The exchange and its tone reflect the tense state of the relationship – compounded by court proceedings – between the commission and Budapest over other issues, like restrictions on the operation of universities and NGOs that receive foreign funding.
Poland’s judicial “reform”
And, very much in the same vein, Reuters reports that the commission will be asking member states at the next general-affairs council, later this month, to back its legal action against Poland over its judicial "reform" programme.
Concerns about the rule of law and democratic rights in both countries and about their “à la carte” approaches to “solidarity” between member states are providing a real challenge to the European Union and, specifically, the idea of “political union”, common understandings and benchmarks of legal and human-rights standards.
What is seen as "slippage" in basic legal standards in Poland and Hungary "threaten the EU more than Brexit does because they undermine the union's legal foundations", an article for the the Carnegie Europe think tank argues this week.

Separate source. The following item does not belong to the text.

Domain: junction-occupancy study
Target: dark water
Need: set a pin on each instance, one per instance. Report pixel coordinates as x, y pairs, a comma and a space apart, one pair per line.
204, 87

Its authors, Heather Grabbe and Stefan Lehne, make an important case that the time has come for member states to take up the baton on these issues from the commission and the European Parliament, whose attempts to rein in Budapest and Warsaw have been treated with little more than contempt. "Hungarian and Polish governments will feel the heat only if political leaders of the EU's other member states get actively involved," the piece argues.
Things may be changing. The German chancellor, Angela Merkel, abandoned her usual restraint last week by criticising Poland's governing Law and Justice, or PiS, party. On Tuesday, one day after the Polish government dismissed the EU inquiry into its judicial changes as groundless, the chancellor said she took the commission's worries very seriously.
However much I want to have very good relations with Poland . . . we cannot simply hold our tongues and not say anything for the sake of peace and quiet
“This is a serious issue, because the requirements for co-operation within the European Union are the principles of the rule of law,” Merkel said in Berlin. “However much I want to have very good relations with Poland . . . we cannot simply hold our tongues and not say anything for the sake of peace and quiet.”
At stake is not simply a moral or normative argument about the merits of democratic norms, Grabbe and Lehne argue, but the effective functioning of cross-EU legal systems based on mutual trust and respect. German companies complain, for example, that they don’t get a fair hearing in the Hungarian courts and worry the same could happen in Poland.
“Deep integration requires deep trust,” the article argues. “EU members recognise the decisions of each other’s courts and rely on each other’s regulatory institutions to implement product and environmental standards.”
Similarly, the mutual enforcement of arrest warrants is likely to break down if prosecution systems are seen to have become politicised.
And in Hungary and Poland the problem is not just about damage to the rule of law but also about open defiance of legally binding decisions by the European Council or the European Court of Justice.
Part of the problem in getting compliance with EU standards lies in the inevitable reluctance of heads of government to criticise fellow leaders – some day, they reckon, it will come back at them. Not surprisingly, they made treaty provisions for controlling errant member states almost impossible to apply. Article 7 of the current treaty provides for the removal of the voting rights of states in persistent serious breach of EU standards, but it can be applied only by the unanimous vote of the other states.
Hungary and Poland together can block any move against the other.
For now pressure can best be applied through court orders and political pressure from fellow leaders. Germany and other countries are also considering, however, whether to propose new conditions that would tie access to EU funds to a country's performance on governance and the rule of law, and willingness to implement practical solidarity measures like accepting refugees.